After ages of looking through tons and tons of different Riads on various booking sites and review sites, we finally decided on Riad Viva. The Riad was central and had a good location, all the photos online looked amazing. Riad Viva also had lots of great reviews and offered a lot in-house.
Riad Viva was great value for money we paid £200 for 4 nights bed and breakfast and opted for a superior room. The room was stunning with lots of traditional Moroccan decor and details. It had a large cushioned seating area, bed and a beautiful bathroom.
The location of the Riad was perfect as it was only a 10 minute walk to the Djemaa El-Fna Square and lots of other major attractions in the city centre. The Riad was down a small road and where lots of locals lived.
The breakfast every day was great to and served up on the roof terrace and a selection of pastries, fruits, breads and eggs were on offer.
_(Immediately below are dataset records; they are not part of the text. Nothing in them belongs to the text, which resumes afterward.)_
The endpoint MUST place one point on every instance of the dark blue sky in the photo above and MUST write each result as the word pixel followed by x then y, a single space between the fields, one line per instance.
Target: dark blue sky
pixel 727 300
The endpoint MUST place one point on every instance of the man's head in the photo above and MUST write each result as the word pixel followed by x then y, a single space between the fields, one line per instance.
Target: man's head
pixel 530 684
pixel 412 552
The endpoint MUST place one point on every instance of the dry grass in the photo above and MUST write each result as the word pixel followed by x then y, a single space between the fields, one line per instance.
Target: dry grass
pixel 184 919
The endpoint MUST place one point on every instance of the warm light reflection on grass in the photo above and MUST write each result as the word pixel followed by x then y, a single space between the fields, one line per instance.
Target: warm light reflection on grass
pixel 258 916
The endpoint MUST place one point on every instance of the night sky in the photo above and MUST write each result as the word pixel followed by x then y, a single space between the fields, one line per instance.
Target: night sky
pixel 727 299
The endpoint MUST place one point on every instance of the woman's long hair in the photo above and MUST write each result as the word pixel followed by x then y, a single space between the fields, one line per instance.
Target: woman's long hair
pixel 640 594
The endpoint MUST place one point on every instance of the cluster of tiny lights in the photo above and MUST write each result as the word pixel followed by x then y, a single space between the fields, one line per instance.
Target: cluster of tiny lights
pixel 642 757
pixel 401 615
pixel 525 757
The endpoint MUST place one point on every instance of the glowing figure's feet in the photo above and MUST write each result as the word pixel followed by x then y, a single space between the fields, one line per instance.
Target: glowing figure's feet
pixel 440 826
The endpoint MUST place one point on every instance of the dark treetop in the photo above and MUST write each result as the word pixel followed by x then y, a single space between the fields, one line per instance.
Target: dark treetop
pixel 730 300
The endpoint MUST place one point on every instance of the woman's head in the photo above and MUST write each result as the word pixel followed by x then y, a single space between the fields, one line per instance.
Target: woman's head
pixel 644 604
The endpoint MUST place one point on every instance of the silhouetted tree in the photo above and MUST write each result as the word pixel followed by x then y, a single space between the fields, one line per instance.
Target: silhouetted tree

The hotel also had a roof top pool and small spa where you could book treatments. On our last night we decided to treat ourselves to a traditional Hamam and Massage, its slightly more expensive in the riads and hotels than other places in Marrakesh, but it’s nice that after your relaxed you can just wander back to your room rather than having to battle through the crazy streets and crowds of Marrakesh.
The Riad also offers set lunch and dinner menus which you can book, we decided to book a meal for the evening on my birthday.
We had an amazing stay at Riad Viva we can’t fault it, the staff were really friendly and helpful and couldn’t do enough for us, their English was also great. The Riad and it’s central court yard was absolutely stunning and the whole place was immaculately clean. If you are considering a trip to Marrakesh give Riad Viva a try, you won’t be disappointed!
Marrakesh is an amazing city but also one that you should take a bit of extra caution in, the city centre is safe however I would recommend to women to ensure your covered as you don’t want to receive any unwanted attention, for example wear baggy loose trousers or long skirt and cover your shoulders. Not only does it prevent any unwanted attention but also Morocco is a Muslim country so it’s in keeping with cultural traditions and expectations from the locals.
While exploring the city be aware of potentials cons and have your wits about you, we had quite a few people approach us offering ‘free tours’ which of course are not free as they will expect a tip at the end. Just be weary of anyone trying to offer you something for free, as it’s very rare that anything in the world is actually free, and will most likely always come with a price. In the markets also be careful of pick pockets.
If you can I would always suggest staying in a traditional Moroccan Riad when visiting Marrakesh it was a great experience and you get a really personal experience from the staff as there are normally a max of maybe 10 rooms in most Riads, so their service is much more personal and friendly compared to that of large chain hotels.